The History & Restoration of Slindon Forge
The original Forge building you see today began life in the mid-19th century – (the exact date is unknown but no building is shown on the Tithe Map of 1837 and a small building is shown on the Ordnance Survey of 1879).
Initially, the building consisted of just the right-hand half of the building and may have been a wheelwright’s workshop (a blacksmith’s workshop and farriers stood in Dyers Lane at that stage).
The building was extended some time before the next Ordnance survey in 1896 – you can still ‘see the join’ in the brickwork today – and it is believed it became the village blacksmithy at that date.
The Forge was a thriving place at the heart of the village – but was sadly closed as a blacksmith’s workshop several years ago.
By 2009 this historically important and high profile village building was in a poor state of repair, and when Slindon Forge Society took over the lease on the building, major repairs were needed to stabilise the building and bring it up to scratch for its new use. We also built a major extension to house the café – and all the modern services were also sited in the extension to minimise alterations and changes to the historic fabric.
Our thanks to Nutbourne Construction, who undertook all the work, led by Dave Briant.
Restoring the original building
Key tasks involved solving a serious damp problem, underpinning the so-called ‘foundations’ (just a few bits of rubble and compacted soil mostly!) at various places and repair to brickwork (including the orginal hearth), improving the insulation, re-laying the floor and replacing the joinery.
The damp had many sources – but high soil level was one reason and this meant removing many tons of excess soil from around the building. And the building had been painted with modern non-breathable paints which trapped moisture in the walls, causing the brickwork to ‘spall’. One of the first steps was to strip this modern paint from both inside and out, and then replace and repair damaged bricks.
Then the floor needed to taken up and excavated to an unbelievable depth to get rid of a silly step in the middle of the building and allow us to install a proper level floor, offering sensible moisture control and insulation (a short sentence that covers a massively complicated procedure which included dismantling and rebuilding the forge hearth!).
Finally, the roof needed strengthening, by which time the building was probably in a better state of repair than it had ever been.

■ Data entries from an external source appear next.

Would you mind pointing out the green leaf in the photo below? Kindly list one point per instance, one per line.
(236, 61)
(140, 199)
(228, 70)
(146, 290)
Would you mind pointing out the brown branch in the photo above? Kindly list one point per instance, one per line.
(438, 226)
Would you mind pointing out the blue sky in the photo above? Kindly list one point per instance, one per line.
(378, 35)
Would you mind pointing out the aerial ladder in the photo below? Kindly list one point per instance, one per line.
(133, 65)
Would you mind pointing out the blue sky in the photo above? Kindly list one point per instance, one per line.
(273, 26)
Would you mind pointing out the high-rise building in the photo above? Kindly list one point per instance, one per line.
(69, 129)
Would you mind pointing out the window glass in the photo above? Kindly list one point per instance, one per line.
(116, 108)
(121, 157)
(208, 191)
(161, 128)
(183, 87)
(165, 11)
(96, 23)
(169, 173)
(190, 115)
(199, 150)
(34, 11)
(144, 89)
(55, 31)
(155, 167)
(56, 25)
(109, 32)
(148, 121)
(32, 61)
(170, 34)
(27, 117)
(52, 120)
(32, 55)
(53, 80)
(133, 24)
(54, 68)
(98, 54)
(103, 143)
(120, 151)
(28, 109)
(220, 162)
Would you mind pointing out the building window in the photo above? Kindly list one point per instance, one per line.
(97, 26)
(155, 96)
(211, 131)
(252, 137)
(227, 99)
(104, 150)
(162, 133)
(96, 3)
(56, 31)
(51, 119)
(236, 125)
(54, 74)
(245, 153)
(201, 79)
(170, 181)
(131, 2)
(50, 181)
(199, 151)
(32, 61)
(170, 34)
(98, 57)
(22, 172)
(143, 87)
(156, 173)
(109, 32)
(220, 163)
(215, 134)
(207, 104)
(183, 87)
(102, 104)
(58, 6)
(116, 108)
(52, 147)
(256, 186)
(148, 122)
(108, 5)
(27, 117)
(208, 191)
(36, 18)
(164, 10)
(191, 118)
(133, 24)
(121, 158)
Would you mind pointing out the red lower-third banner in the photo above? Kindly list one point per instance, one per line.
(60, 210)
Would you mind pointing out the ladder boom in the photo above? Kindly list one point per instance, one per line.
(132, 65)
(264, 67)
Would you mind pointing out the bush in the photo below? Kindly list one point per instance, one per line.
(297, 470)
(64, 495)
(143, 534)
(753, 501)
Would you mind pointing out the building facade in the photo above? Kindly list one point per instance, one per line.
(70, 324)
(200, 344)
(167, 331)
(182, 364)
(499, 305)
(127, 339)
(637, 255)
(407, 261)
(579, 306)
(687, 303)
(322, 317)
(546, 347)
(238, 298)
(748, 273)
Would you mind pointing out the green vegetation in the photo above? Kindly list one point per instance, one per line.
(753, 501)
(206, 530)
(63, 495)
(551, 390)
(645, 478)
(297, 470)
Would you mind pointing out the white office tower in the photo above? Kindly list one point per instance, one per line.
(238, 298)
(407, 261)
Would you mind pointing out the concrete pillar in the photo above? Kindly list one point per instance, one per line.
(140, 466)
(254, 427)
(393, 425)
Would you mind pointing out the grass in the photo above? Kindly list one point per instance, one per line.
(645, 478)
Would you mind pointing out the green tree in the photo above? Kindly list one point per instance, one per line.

It would have been MUCH cheaper and quicker to knock it down and start again – but of course that’s not the point.
We kept all the orginal bits on the walls and beams and together with the restored hearth you can still get a sense of the previous life of the building.
The design of the extension took some time to sort out – and there is a clear design ethos behind the look of the extension.
Firstly, the aim was to ensure the history of the building is self-evident – and thus the new extension LOOKS like a new extension, not an ‘in keeping’ pastiche of the original building.
Secondly, the siting, and roof line of the extension was carefully devised so the street-scape is largely unchanged and the original building is still the ‘hero’ of the site.
And lastly we sought to apply the same approach to constructing the extension as the builders of the original Forge would have done. As artisans, they would have built a practical, working, no-nonsense unpretentious building from readily available and cheap materials. So that’s what we did with the extension – in essence it’s a very well insulated glorified shed made from the kinds of materials you’d find in any builders merchants. (Covers in our case).
Community Shop & Café
A group of villagers – headed by Mike Imms – developed a plan to take over the building, enhance, and add to it, and open it as a community shop, with a café adding much needed visitor attraction. Sllindon is a small village – too small to sustain a grocery shop; by adding a café, the idea was to provide an extra draw for villagers and, of course, for all the visitors to the village who come to enjoy the annual lambing at Gaston Farm, pumpkin display on Top Road and the many events organised by the National Trust, which is very active in the village.
To the original blacksmith’s building an annexe was built to house the café and kitchen, office and cloakroom.
Since The Forge opened in October 2012, the original Management Committee has changed, and members replaced by other volunteers. A manager has been in place since June 2015, with a team of staff, ably and generously aided by a team of volunteers.
There is always room for more volunteers to help!